Has anyone tried the DirecTv FaceBook Ap ? I kept trying to sign up but got eternal ERROR messages.


----------



## matt (Jan 12, 2010)

Sometimes you have to be persistent. I have had to try to start it several times to get it to actually start, even when it says starting.


----------



## hobie346 (Feb 23, 2007)

I've not been able to get TV-APPS to work for months now. I've done the reboot along with starting network services and still no TV-APPS. I've had it work twice on my boxes so I know it can work on my system; just not the time, every time. I know it sees the internet as I'm able to download OnDemand.


----------



## armchair (Jul 27, 2009)

Those of you having TV APPS problems, have you read this recent thread?

http://www.dbstalk.com/showthread.php?t=180814&highlight=error+22

Some were able to fix it with alternate DNS servers, starting at post # 13.


----------



## wilbur_the_goose (Aug 16, 2006)

armchair,
I'm actually already using alternate DNS servers. And TVApps will work fine for 2 weeks and then just stop.

Also, one identically configured "twin" HR20-700 will be working fine while the other craps out.


----------



## armchair (Jul 27, 2009)

wilbur_the_goose said:


> armchair,
> I'm actually already using alternate DNS servers.
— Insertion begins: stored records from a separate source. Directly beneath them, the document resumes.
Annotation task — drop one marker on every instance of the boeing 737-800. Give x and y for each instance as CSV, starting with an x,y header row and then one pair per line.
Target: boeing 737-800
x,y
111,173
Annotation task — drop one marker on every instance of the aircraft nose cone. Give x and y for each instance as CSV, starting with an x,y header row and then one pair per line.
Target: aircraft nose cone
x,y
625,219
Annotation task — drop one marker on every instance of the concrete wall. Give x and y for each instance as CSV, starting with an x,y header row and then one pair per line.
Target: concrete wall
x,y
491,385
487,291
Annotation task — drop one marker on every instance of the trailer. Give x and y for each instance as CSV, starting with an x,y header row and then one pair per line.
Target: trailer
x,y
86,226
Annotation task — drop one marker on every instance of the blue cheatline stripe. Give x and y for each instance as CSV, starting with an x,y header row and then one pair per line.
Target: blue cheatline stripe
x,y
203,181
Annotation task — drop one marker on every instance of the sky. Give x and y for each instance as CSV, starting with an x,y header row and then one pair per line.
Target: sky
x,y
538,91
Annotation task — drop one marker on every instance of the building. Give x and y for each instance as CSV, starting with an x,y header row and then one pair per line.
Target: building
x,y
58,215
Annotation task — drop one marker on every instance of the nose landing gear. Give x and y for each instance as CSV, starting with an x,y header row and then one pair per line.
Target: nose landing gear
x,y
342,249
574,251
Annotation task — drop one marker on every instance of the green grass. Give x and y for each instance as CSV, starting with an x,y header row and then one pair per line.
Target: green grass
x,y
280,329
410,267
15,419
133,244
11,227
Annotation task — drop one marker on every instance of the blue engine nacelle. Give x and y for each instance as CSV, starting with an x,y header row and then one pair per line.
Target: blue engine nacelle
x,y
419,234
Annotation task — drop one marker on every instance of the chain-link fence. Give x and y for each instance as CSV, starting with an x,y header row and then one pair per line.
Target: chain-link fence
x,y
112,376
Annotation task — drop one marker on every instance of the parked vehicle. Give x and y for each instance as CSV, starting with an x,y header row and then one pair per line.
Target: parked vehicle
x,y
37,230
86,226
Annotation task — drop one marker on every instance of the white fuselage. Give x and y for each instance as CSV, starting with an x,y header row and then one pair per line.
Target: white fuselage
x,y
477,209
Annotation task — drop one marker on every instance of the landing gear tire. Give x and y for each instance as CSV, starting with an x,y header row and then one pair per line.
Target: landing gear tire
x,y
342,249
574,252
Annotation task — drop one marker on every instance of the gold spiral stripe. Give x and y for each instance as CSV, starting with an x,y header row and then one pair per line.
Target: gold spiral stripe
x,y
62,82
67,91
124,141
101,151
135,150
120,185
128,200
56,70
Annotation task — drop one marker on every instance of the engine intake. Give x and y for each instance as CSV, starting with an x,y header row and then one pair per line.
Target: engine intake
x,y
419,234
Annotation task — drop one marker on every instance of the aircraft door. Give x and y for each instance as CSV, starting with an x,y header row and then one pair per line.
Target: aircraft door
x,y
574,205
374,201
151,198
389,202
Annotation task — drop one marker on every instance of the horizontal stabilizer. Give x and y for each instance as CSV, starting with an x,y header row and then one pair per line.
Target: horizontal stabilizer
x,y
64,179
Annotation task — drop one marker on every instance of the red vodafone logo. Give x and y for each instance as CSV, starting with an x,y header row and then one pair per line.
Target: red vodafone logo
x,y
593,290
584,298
And TVApps will work fine for 2 weeks and then just stop.
> 
> Also, one identically configured "twin" HR20-700 will be working fine while the other craps out.


Sorry, but IMO, your best advice is found on post #34 of the same thread: http://www.dbstalk.com/showthread.php?p=2528661#post2528661

PM Earl and ask for help.


----------



## 24Flames (Aug 24, 2007)

I've got the same problem with my HR20-700. TV apps only work sporadically. Most of the time they don't. I've also got a HR-22 and HR-23, as well as the aforementioned HR20-700. TV apps have always worked fine, no problems, on the HR-22 and HR-23.

So is it some type of problem with the HR20-700? Just a guess......


----------



## RD in Fla (Aug 26, 2007)

They have never worked for me on two HR20's an H21 and an H24. I'm not on DECA but have MRV using my own network and everything else works great. And yes, I did try Earl's suggestions.


----------



## B Newt (Aug 12, 2007)

Sometimes when I click the rt button to get tv apps it will take about a minuet or more for the apps to appear on screen.


----------



## EricBergan (Apr 27, 2007)

I'm also getting the "TV Apps launching" message, which stays up for a few seconds, disappears, and nothing after that. Happens every time I hit right button.

I've triple checked, and the receiver (hr20-100) is happy with my network, connects, says it can start network services, etc. No error messages.

I have UPnP enabled on my router (dd-wrt).

I've read about problems with AT&T DNS, but I'm on a different ISP, and again, not seeing an error message.

Any other suggestions?

eric


----------